Luhut Pastikan Aturan Beli Pertalite Rampung Sebelum Prabowo Dilantik

JAKARTA – Menteri Koordinator Area Kemaritiman serta Penanaman Modal (Menko Marves) Luhut Binsar Pandjaitan meyakinkan revisi aturan yang mana akan membatasi pembelian Bahan Bakar Minyak (BBM) Pertalite atau bersubsidi akan rampung sebelum Prabowo Subianto dilantik sebagai Presiden RI.
Luhut menegaskan pentingnya penyelesaian revisi Peraturan Presiden (Perpres) Nomor 191 Tahun 2014 tentang Penyediaan, Pendistribusian juga Harga Jual Eceran Bahan Bakar Minyak.
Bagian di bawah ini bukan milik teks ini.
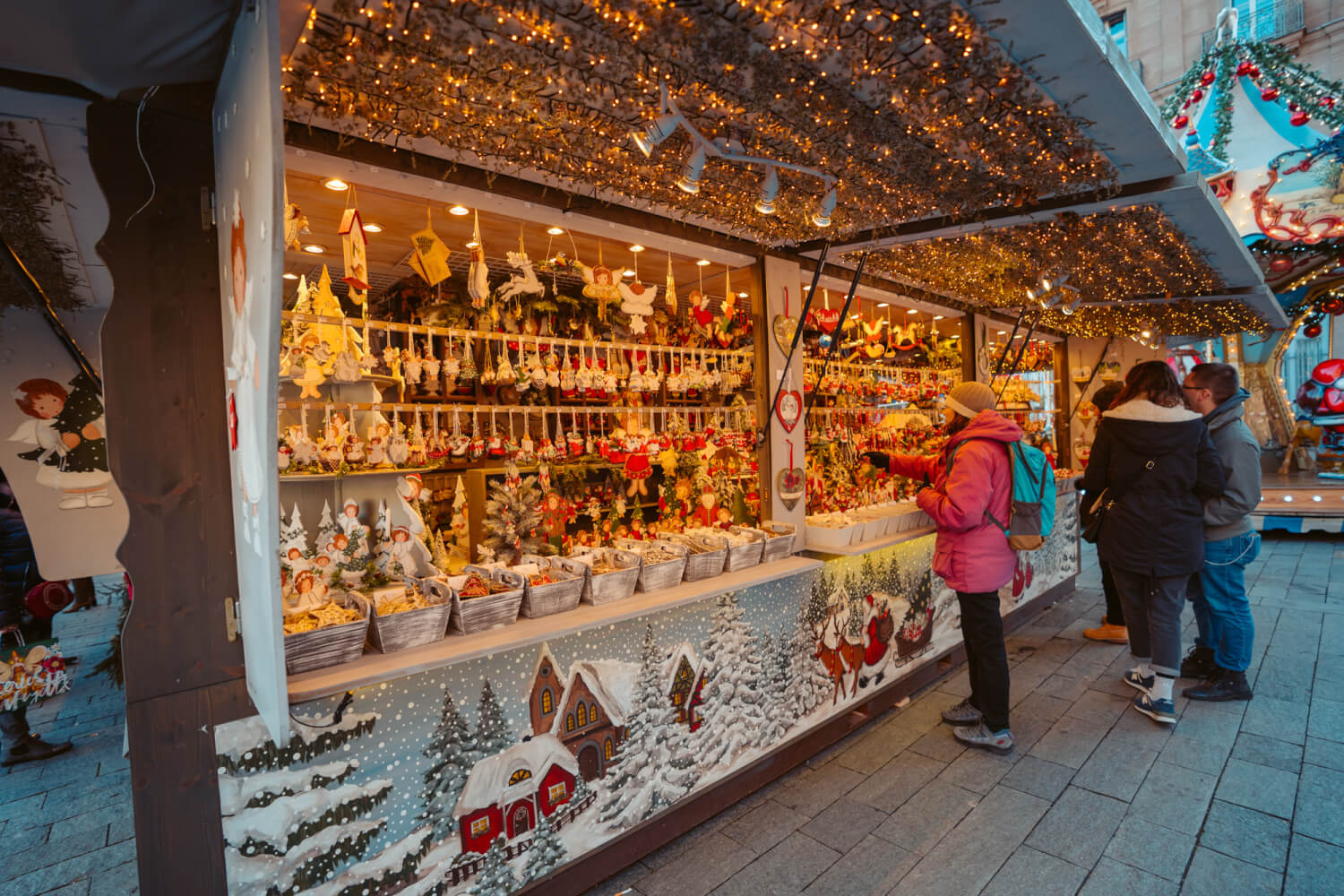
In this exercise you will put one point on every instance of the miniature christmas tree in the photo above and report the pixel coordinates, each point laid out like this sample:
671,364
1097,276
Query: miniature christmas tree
292,829
495,877
734,712
452,754
653,767
492,731
547,852
513,520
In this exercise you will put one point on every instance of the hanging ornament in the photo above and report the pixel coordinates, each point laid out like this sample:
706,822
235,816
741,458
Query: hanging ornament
478,276
429,254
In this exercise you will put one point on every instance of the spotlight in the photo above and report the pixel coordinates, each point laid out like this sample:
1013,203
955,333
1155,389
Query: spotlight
690,180
656,132
822,218
769,190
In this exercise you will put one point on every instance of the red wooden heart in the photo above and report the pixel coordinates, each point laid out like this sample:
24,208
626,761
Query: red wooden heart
788,409
827,319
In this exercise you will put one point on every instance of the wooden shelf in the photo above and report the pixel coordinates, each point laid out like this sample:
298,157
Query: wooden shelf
375,668
873,544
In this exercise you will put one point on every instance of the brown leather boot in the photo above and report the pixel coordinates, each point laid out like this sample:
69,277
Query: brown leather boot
1107,633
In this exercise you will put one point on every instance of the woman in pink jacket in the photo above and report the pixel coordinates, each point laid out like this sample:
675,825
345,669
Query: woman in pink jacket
960,489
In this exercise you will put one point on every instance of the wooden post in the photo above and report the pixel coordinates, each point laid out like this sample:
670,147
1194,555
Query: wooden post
163,367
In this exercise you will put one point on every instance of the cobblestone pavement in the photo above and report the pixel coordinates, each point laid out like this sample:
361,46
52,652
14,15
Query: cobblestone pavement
66,823
1236,799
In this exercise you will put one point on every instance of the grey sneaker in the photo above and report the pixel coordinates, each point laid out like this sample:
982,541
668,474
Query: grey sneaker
1137,681
980,737
962,713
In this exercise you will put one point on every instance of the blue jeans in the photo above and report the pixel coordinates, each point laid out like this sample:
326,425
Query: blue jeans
1222,610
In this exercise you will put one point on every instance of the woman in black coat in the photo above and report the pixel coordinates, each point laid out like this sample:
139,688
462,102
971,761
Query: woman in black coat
1156,465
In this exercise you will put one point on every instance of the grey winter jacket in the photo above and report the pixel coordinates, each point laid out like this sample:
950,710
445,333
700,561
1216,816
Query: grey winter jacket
1230,513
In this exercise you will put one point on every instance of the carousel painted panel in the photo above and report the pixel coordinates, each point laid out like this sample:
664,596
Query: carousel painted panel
486,775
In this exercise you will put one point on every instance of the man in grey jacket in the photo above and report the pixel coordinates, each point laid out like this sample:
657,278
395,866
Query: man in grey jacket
1226,629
Hal itu dikarenakan berkaitan dengan peningkatan kualitas udara.
“Kita akan coba selesaikan semua sebelum pemerintah selanjutnya akibat itu menurut saya penting sebab tadi menyangkut pada air quality itu,” jelas Luhut ketika ditemui usai kegiatan kegiatan Supply Chain&National Capacity Summit 2024 yang dijalankan di area Ibukota Indonesia Convention Center, Senayan, Rabu (14/8/2024).
Sebelumnya, Kementerian Daya dan juga Narasumber Daya Mineral (ESDM) mengungkapkan rencana pemerintah untuk mengatur pembelian substansi bakar minyak (BBM) subsidi telah ada pada tangan Presiden Joko Widodo (Jokowi).
“Sekarang, kalau di dalam pembahasan dalam level saya, di dalam eselon 1 telah selesai, sudah ada dibahas dalam levelnya Pak Menteri sudah ada selesai, pada Menko. Sekarang lagi Bapak Presiden,” jelas Sekretaris Jenderal Kementerian ESDM Dadan Kusdiana ketika ditemui dalam Kementerian ESDM, Jakarta, Hari Jumat (26/7/2024).
Dadan pun bilang, berdasarkan rapat bersatu Menko tersebut, ada dua hal yang tersebut dibahas.
Pertama, pemerintah ingin material bakar yang mana didistribusikan ke warga itu bersih. Ia pun menjelaskan bahwa pemerintah juga telah melakukan kajian yang digunakan sangat rinci mengenai hal ini.
“Kedua, dalam di revisi perpres tersebut, kita ingin menjamin tepat sasaran. Yang berhak, ukurannya berhaknya itu bagaimana, kan ada ukurannya. Nah, cuma itu semata yang bisa. Yang tidak ada berhak, ya Jangan menggunakan yang mana bersubsidi,” terangnya.
Dadan pun mengungkapkan alasan revisi aturan yang digunakan mengatur kriteria pembeli BBM subsidi itu tak kunjung rampung. “Ini kan kita memutuskan yang tersebut berhaknya siapa, yang bukan berhaknya siapa, itu kan sejumlah pertimbangan,” tegasnya.
Lebih lanjut Dadan pun merespon pertanyaan perihal pembatasan pembelian Solar yang dimaksud juga akan diatur pada Perpres tersebut.
“Kita ingin lebih tinggi menegaskan saja, yang digunakan tidak, yang mana ini, yang digunakan boleh, yang itu. Lebih diperjelas, ditegaskan,” tutup Dadan.